Reporter: Dina Mirayanti Hutauruk | Editor: Barratut Taqiyyah Rafie
JAKARTA. Harga Minyak mentah global kembali anjlok meski sempat rebound setelah anjlok ke level terendah lebih dari lima tahun. Merosotnya harga minyak terjadi karena organisasi negara pengekspor minyak (OPEC) gagal mengurangi laju produksi.
Tahun depan minyak diperkirakan masih akan jatuh lagi kendati sudah anjlok cukup dalam tahun ini. Pasalnya, permintaan minyak belum akan membaik di tengah perlambatan ekonomi global dan produksi shale oil atau minyak serpih Amerika Serikat (AS) sebagai pengguna minyak terbesar di dunia terus mengalami peningkatan. Di sisi lain, OPEC belum mau memangkas produksi. Tidak hanya itu, dollar AS kian perkasa di tengah spekulasi kenaikan suku bunga The Fed.
Mengutip data Bloomberg, selasa (2/11) pukul 17.30 WIB harga West Texas Intermediate (WTI) kontrak pengiriman Januari di New York Merchatile Exchange turun 0,8% dari hari sebelumnnya menjadi US$ 68,46. Dalam sepekan harga telah anjlok sebesar 7,6%.
Hans Kwee, Direktur Investa Saran Mandiri memperkirakan akhir tahun harga minyak kemungkinan masih akan menguat terbatas lantaran penurunannya yang sudah cukup tajam tahun. Apalagi menurutnya, akhir tahun akan terjadi musim dingin di bebera kawasan yang memiliki empat musim sehingga permintaan akan energi akan naik.
Hans memprediksi akhir tahun minyak akan bergulir dikisaran US$ 65 –US$ 70 per barel. Namun tahun depan, Hans melihat minyak bisa lebih anjlok lagi jika permasalah fundamental minyak belum berakhir. “Saya memperkirakan bisa jatuh di bawah US$ 60 per barel,” ungkap Hans.

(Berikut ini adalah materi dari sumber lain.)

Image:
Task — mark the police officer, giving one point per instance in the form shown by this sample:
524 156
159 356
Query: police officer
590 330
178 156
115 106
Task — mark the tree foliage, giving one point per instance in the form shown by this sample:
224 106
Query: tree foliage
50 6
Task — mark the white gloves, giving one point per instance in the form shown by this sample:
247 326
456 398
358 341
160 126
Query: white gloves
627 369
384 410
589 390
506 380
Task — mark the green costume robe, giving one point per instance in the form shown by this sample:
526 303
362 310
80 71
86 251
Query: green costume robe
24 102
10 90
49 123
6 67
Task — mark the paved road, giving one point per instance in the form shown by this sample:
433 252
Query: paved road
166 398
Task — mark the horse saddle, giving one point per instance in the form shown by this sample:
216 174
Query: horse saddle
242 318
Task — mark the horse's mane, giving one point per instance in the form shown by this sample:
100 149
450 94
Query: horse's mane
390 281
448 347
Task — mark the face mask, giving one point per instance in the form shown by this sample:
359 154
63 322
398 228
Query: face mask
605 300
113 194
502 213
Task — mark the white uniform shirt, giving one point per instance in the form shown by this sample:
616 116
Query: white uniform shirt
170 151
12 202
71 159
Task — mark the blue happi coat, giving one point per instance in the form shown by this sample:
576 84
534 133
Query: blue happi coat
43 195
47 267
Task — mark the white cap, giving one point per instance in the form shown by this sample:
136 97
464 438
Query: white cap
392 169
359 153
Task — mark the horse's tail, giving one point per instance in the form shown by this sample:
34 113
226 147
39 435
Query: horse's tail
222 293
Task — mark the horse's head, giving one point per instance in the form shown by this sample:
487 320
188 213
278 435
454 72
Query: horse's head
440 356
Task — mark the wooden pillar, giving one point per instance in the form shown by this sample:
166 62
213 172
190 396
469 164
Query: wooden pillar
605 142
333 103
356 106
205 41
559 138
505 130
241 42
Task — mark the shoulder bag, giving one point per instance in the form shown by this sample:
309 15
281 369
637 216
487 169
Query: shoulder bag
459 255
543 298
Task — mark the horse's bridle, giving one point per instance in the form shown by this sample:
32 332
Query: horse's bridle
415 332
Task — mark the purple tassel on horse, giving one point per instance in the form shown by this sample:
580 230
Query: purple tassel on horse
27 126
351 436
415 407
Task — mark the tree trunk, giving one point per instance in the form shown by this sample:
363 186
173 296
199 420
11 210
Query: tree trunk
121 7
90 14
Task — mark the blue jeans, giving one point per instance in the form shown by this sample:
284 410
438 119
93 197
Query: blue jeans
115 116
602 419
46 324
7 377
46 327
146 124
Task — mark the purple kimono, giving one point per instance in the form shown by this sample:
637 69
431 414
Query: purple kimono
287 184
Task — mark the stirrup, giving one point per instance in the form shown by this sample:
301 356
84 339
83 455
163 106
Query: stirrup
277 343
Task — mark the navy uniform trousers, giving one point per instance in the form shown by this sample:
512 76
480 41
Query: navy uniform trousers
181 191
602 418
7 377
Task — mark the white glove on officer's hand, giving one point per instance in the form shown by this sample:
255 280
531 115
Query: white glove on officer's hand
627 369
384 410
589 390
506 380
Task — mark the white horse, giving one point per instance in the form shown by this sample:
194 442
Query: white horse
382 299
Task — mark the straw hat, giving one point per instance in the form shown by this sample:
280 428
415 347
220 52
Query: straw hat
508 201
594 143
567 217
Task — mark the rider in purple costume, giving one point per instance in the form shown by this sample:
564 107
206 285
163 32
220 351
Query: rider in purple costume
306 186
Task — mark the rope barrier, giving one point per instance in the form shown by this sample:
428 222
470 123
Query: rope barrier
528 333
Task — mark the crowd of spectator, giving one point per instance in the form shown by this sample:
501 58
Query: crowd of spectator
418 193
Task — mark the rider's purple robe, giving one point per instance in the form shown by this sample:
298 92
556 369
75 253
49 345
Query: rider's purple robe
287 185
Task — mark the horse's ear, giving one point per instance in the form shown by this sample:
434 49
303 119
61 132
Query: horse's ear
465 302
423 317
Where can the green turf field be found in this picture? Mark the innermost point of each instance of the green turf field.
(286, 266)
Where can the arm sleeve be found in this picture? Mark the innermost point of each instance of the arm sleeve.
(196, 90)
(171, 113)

Menurutnya, anjloknya harga minyak mentah diakibatkan oleh perlambatan ekonomi global terutama negara konsumen minyak terbesar seperti China yang mengakibatkan penurunan permintaan. Sementara stok minyak di AS negara pengguna minyak terbesar di dunia terus meningkat setelah ditemukannya teknologi shale oil. Minyak mengalami over supllai sementara OPEC pemasok terbesar di pasar minyak global enggan memangkas produksi pada pertemuan yang digelar pekan lalu.
Hans mengatakan, sebenarnya OPEC sengaja tidak menurunkan laju produksi produksi dengan tujuan minyak semakin jatuh sehingga AS berhenti memproduksi shale oil. Sebab jika harga tinggi, AS akan terus meningkatkan produksi shale oil, sehingga tahun depan AS bisa menjadi pengekspor minyak.
“OPEC tak mau itu terjadi dan mereka tetap ingin mendominasi pasar minyak,” jelasnya.